If you get your games through Valve’s Steam or GameTap your games don’t even come on a disk anymore. Instead of buying a physical product you are buying a subscription to a game that is downloaded to your computer over the internet. Steam games are similar to games you buy at the store because once you buy a subscription to a game it is permanently tied to your account. With GameTap you pay a monthly subscription which gives you access to all of the games available from the service as long as you are a subscribe. Games for Windows still uses games that come with disks and boxes, but they are unified by features of the platform and Windows Vista.

A view of the Steam storefront.
All of these platforms focus on giving you a multitude of features to improve your gaming experience. Most of the new feature that developers are trying to deliver are community features because they seem to be very important to gamers these days.
Personally, I am a user of Steam and while I find the chat and groups features useful, I don’t see them as essential. After all if I want to chat, I’ll chat, and if I want to play a game, I’ll play a game. Maybe I’m just not much of a multi-tasker.
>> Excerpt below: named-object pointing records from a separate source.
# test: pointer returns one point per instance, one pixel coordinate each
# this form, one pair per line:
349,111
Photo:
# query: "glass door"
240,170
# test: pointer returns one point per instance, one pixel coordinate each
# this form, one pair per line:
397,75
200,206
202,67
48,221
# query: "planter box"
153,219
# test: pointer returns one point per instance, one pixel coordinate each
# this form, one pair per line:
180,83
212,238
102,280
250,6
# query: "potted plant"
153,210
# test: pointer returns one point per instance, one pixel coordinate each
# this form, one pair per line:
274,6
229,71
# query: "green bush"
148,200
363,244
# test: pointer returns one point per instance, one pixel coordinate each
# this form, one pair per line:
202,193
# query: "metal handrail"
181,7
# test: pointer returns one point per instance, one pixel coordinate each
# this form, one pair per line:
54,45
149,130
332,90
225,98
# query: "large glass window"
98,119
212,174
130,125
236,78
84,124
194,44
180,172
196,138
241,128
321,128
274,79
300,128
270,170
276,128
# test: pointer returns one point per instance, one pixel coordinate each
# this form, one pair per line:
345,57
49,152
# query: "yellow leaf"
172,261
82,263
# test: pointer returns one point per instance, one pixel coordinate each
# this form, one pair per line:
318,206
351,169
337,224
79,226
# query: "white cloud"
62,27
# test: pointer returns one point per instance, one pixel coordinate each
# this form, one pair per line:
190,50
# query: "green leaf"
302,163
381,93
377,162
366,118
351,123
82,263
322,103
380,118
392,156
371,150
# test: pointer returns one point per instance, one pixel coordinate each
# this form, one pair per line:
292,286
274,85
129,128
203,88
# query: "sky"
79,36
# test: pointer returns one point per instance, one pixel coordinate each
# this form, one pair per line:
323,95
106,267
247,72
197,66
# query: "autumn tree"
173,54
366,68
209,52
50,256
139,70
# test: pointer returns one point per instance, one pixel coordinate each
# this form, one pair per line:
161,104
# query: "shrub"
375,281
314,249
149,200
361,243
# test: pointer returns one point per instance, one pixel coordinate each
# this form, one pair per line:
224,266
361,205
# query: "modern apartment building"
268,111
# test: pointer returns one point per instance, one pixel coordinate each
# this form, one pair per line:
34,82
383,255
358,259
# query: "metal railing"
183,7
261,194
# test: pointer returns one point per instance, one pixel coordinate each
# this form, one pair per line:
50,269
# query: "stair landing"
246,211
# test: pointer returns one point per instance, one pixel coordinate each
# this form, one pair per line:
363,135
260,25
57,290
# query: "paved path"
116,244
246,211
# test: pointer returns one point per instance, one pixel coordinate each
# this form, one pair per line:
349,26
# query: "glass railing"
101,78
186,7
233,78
Then again these features aren’t really that new. I remember GameSpy Arcade back with Battlefield 1942 that offered similar features for gamers. I think what is changing more than gamers is the market. The reason developers of Steam, GameTap, and Games for Windows are pushing new features for their PC gaming platforms is because gaming lineups among the platforms are becoming more and more similar as they start to overlap into each other’s territory. It’s going to start being these extras that make the difference in who makes money and who doesn’t.
Regardless of your opinion on the importance of having achievements, gamer scores, or friends lists with your games, these features are already commonplace, with some being potentially useful. We should certainly expect to see developers releasing many new ones soon.






Yeah you are rite, even face of PC is changing. Like today we have a typical PC, in future people will use computer but it won’t look like computer. For example Ps3 and xbox are computers but used as gaming device.
Certainly true. I remember when I had an N64 and all it did was play games. Now the PS3s and Xbox 360s do everything from playing music and movies to browsing the web. Crazy how times have changed so fast.